Published in The Straits Times (Singapore) on 15th January, 2021

            When Trump leaves office and Biden takes over, humanity should breathe a huge sigh of relief. Trump is the only recent President to threaten the use of nuclear weapons. In August 2017, Trump warned North Korea, “They will be met with fire and fury like the world has never seen…” Even as President-elect, Trump had already put the nuclear option on the table. Responding to a question on whether he would rule out using nuclear weapons, in April 2016, he said, “Would there be a time when it could be used? Possibly. Possibly.” This is one reason why the Doomsday Clock, established in 1947 by a group of scientists who developed the first nuclear weapons but now wanted to convey the risk it posed to humanity, was calibrated in 2020 to 100 seconds to midnight, the closest to a global catastrophe that it has ever been. 

            Despite this stark warning from the Doomsday Clock, many nuclear strategic experts tell us that we should feel more secure. After all, the nuclear taboo has held since 1945 despite the Cold War. US-USSR/Russia arms control agreements have helped reduce nuclear weapons stockpiles from nearly 65,000 in late-1970s to less than 15,000. The Nuclear Non-Proliferation Treaty (NPT) that entered into force in 1970 for 25 years with about 50 states was extended indefinitely in 1995 and is the most widely accepted treaty, with 190 adherents.
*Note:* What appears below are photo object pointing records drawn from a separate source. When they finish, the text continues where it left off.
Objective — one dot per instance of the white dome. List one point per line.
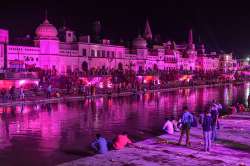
(46, 30)
(139, 42)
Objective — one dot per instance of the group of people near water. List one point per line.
(208, 119)
(101, 145)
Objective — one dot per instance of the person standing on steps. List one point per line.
(207, 127)
(186, 120)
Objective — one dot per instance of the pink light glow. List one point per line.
(25, 83)
(100, 82)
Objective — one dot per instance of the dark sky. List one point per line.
(222, 25)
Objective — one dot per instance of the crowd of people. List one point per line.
(123, 80)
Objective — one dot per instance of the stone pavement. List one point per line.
(231, 149)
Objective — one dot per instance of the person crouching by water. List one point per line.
(207, 130)
(100, 144)
(121, 141)
(168, 126)
(186, 120)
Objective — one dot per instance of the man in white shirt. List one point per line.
(168, 127)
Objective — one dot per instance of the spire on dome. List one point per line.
(46, 14)
(148, 33)
(190, 37)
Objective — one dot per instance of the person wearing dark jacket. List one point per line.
(207, 133)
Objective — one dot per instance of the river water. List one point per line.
(49, 134)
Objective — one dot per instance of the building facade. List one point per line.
(63, 51)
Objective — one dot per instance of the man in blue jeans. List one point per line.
(215, 116)
(186, 121)
(207, 127)
(100, 144)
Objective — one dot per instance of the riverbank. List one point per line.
(42, 99)
(232, 148)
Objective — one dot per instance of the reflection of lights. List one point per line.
(21, 82)
(101, 85)
(109, 85)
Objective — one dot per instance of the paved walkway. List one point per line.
(231, 149)
(42, 99)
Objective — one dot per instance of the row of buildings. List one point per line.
(60, 49)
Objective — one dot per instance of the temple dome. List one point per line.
(139, 42)
(46, 31)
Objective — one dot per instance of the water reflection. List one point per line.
(50, 132)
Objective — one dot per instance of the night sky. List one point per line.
(221, 25)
            The Treaty on the Non-Proliferation of Nuclear Weapons (NPT) may well be the most universal treaty but it has reached the limits of its success. The five nuclear-weapon-states party to it (USA, Russia, UK, France and China) blithely ignore their responsibility for nuclear disarmament, convinced that NPT legitimises their possession of nuclear weapons and the four non-NPT countries (Israel, Pakistan, India and North Korea) have built weapons for their own security reasons. Indeed, in a direct violation of the spirit of the NPT, Trump said blithely to Bob Woodward, “I have built a nuclear – a weapons system that nobody’s ever had in this country before. We have stuff that you haven’t seen or heard about.” William Lambers, a nuclear weapons specialist, has observed that “while for over 60 years presidents in both parties worked to reduce nuclear weapons and the likelihood of their use, Trump has begun unravelling these efforts.”

Pacts in the past

Deterrence 1.0, which governed the US-Soviet Union nuclear rivalry during the Cold War, was characterised by arms control agreements and efforts to curb global proliferation. Deterrence 2.0 characterised the post-Cold War era of unipolarity, when the US largely determined the global nuclear agenda. The US strengthened its Conventional Prompt Global Strike (CPGS) system, which was intended to reduce the salience of nuclear weapons. However, this had an unintended consequence as China and Russia embarking on their own – India and Pakistan, that never signed the NPT and North Korea, after announcing its withdrawal from it.

In the current changed political reality, old instruments of US-Soviet arms control and non-proliferation no longer work. Secondly, new developments in cyber and space technologies as well as hypersonic missiles and missile defence systems are challenging old deterrence equations. In Covid terminology, the challenge has mutated and old prescriptions do not help. Today’s politics is marked by growing major power rivalry, sharpening nuclear multipolarity. More usable weapons and blurring of the nuclear-conventional line creates a permissive scenario, raising the likelihood of the non-use taboo being breached. Old arms control agreements are under strain and some (such as the Anti-Ballistic Missile Treaty (ABM), Intermediate Range Nuclear Forces Treaty (INF) and the Treaty on Open Skies) have collapsed.

Restoring nuclear sanity

The stage is set for Deterrence 3.0 except that this time, it is not a ‘known-unknown’ but an ‘unknown-unknown’.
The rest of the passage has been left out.